Basically, we now have two different "something bad is in progress"
that affect two different ends of the calls stack. bust_spinlocks()
sets oops_in_progress and affects console drivers' spinlocks, but has
no meaning to any other printk locks. And then we have panic_in_progress()
which is meaningful to some printk locks, but not to all of them, and is
meaningless to console drivers, because those look at oops_in_progress.

If printk folks are fine with that then I'm also fine.
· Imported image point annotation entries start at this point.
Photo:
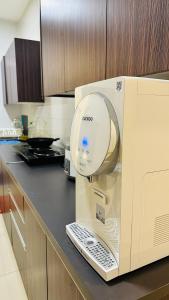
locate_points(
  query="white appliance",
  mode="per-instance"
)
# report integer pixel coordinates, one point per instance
(68, 164)
(120, 150)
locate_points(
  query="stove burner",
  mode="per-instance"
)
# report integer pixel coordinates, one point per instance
(40, 155)
(44, 152)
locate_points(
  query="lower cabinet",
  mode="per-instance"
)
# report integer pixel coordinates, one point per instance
(43, 273)
(19, 249)
(60, 284)
(6, 199)
(36, 257)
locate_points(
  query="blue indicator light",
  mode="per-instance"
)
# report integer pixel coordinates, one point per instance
(85, 142)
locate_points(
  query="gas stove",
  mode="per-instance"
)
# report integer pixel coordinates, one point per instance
(40, 156)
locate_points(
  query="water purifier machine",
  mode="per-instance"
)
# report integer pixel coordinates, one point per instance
(120, 150)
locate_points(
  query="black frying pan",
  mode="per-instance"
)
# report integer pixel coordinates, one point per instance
(40, 142)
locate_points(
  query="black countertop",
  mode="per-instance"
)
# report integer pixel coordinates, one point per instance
(53, 196)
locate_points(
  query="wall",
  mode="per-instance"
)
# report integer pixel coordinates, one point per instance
(7, 33)
(55, 113)
(29, 25)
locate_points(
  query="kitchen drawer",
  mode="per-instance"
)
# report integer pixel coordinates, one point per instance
(17, 196)
(17, 213)
(19, 248)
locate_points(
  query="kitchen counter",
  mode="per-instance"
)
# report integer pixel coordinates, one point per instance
(53, 198)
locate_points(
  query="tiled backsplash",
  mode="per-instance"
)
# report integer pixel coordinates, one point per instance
(53, 118)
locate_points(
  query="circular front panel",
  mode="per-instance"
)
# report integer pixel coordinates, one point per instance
(94, 135)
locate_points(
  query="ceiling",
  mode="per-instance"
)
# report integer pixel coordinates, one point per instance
(12, 10)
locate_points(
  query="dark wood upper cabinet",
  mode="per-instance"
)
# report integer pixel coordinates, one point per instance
(23, 72)
(137, 37)
(73, 43)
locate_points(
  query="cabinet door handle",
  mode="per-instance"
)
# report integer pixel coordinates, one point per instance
(16, 206)
(18, 231)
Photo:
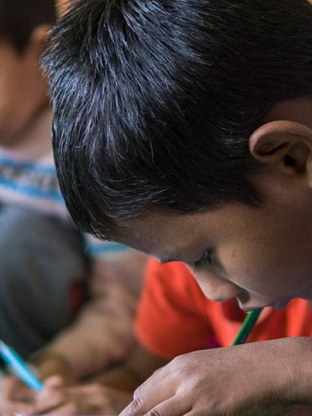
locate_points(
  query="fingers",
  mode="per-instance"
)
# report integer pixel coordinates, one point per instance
(174, 406)
(54, 382)
(13, 389)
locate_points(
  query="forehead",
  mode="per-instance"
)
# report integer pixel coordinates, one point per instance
(172, 235)
(158, 233)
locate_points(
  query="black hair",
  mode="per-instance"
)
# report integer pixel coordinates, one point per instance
(19, 18)
(155, 100)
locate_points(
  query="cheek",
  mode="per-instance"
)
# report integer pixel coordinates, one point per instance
(267, 270)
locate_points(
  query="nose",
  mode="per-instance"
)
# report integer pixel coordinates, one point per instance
(217, 288)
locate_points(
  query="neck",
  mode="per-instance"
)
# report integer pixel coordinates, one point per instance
(35, 141)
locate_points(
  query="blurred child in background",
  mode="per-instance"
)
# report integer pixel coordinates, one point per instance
(67, 300)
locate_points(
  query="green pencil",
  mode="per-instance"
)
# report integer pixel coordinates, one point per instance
(248, 324)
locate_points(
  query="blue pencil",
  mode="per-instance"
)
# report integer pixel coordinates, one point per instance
(15, 362)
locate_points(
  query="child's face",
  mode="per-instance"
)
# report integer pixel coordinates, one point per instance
(262, 256)
(22, 91)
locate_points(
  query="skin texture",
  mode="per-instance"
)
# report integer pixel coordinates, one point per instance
(107, 394)
(261, 256)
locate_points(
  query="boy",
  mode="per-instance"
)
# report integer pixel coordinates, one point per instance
(174, 317)
(61, 303)
(196, 119)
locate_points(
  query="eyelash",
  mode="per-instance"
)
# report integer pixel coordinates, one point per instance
(206, 258)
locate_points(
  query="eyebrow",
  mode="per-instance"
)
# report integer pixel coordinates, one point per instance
(166, 260)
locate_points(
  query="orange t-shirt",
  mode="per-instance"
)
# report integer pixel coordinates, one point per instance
(175, 317)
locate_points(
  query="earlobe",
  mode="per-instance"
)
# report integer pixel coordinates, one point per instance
(283, 143)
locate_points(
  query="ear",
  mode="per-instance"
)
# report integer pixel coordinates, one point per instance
(286, 145)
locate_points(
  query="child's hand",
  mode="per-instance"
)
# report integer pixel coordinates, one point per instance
(51, 364)
(79, 400)
(247, 380)
(15, 396)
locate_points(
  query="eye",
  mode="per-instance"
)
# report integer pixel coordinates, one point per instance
(206, 259)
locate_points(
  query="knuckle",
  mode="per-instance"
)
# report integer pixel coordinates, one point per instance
(137, 405)
(154, 412)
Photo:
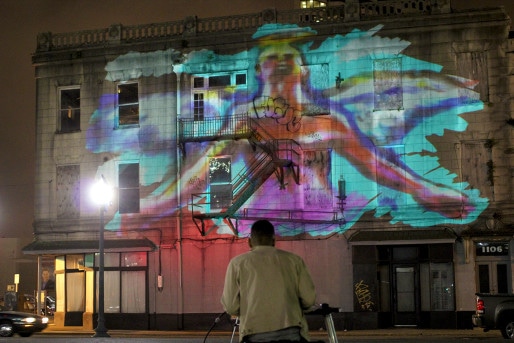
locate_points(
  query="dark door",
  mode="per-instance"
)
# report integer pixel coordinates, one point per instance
(493, 277)
(405, 295)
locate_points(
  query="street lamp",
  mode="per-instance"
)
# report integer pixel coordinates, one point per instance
(101, 194)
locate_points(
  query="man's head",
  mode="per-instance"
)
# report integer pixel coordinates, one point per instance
(262, 233)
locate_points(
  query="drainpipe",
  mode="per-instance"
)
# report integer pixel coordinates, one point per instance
(178, 71)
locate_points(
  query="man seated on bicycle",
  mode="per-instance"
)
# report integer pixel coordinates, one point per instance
(268, 289)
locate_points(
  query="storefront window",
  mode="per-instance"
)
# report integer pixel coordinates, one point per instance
(125, 283)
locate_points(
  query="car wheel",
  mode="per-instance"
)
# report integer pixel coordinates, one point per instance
(507, 330)
(6, 329)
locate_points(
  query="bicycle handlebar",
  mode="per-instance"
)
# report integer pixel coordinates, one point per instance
(324, 310)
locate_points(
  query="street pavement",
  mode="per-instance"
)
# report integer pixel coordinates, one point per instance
(54, 334)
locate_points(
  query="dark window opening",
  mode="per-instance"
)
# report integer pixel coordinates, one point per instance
(128, 179)
(70, 110)
(128, 104)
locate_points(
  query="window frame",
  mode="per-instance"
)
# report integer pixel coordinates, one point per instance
(203, 86)
(72, 113)
(122, 119)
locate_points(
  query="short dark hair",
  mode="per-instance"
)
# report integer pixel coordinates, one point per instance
(262, 232)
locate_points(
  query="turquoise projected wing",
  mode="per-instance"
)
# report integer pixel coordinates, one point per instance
(357, 105)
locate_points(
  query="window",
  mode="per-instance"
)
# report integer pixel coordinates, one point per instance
(474, 66)
(220, 176)
(387, 84)
(316, 102)
(128, 104)
(128, 181)
(198, 107)
(210, 90)
(125, 282)
(312, 3)
(68, 191)
(69, 112)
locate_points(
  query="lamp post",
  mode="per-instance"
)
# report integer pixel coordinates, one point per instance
(101, 194)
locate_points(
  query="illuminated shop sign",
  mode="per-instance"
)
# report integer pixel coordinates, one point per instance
(492, 248)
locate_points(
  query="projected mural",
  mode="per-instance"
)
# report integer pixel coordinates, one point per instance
(358, 112)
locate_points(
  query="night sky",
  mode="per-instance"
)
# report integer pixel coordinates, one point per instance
(22, 20)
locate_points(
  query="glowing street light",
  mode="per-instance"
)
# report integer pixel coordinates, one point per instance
(101, 194)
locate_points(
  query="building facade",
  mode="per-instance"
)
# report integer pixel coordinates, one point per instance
(375, 135)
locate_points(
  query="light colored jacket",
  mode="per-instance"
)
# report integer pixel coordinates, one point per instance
(268, 289)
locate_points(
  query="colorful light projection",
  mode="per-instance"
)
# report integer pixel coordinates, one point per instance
(358, 107)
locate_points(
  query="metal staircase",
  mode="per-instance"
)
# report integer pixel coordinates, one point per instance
(271, 156)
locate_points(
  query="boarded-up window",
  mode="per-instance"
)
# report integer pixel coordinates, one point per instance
(68, 191)
(314, 84)
(476, 168)
(316, 176)
(387, 83)
(473, 65)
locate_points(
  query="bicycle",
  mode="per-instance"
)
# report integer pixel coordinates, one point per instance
(325, 310)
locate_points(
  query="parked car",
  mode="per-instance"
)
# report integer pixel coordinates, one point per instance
(495, 312)
(22, 323)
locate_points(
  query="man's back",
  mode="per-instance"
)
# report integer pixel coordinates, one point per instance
(268, 289)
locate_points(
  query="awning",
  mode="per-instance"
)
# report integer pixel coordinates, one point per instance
(87, 246)
(389, 237)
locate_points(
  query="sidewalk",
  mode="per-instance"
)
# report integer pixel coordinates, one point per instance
(392, 332)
> We can't fix it in console_flush_on_panic(), because that is called much
> later, after we've called the panic notifiers, which definitely
> printk(). If we wanted to re-initialize the console_sem, we'd want it
> done earlier in panic(), directly after the NMI was sent.

Right.

> My understanding was that we can't be too cautious regarding the console
> drivers. Sure, they _shouldn't_ have any race conditions, but once we're
> in panic we're better off avoiding the console drivers unless it's our
> last choice. So, is it worth re-initializing the console_sem early in
> panic, which forces all the subsequent printk to go out to the consoles?
> I don't know.
>
> One alternative is to do __printk_safe_enter() at the beginning of
> panic. This effectively guarantees that no printk will hit the console
> drivers or even attempt to grab the console_sem. Then, we can do the
> kmsg_dump, do a crash_kexec if configured, and only when all options
> have been exhausted would we reinitialize the console_sem and flush to
> the console. Maybe this is too cautious, but it is an alternative.

Back in the days we also had this idea of "detaching" non-panic CPUs from
printk() by overwriting their printk function pointers.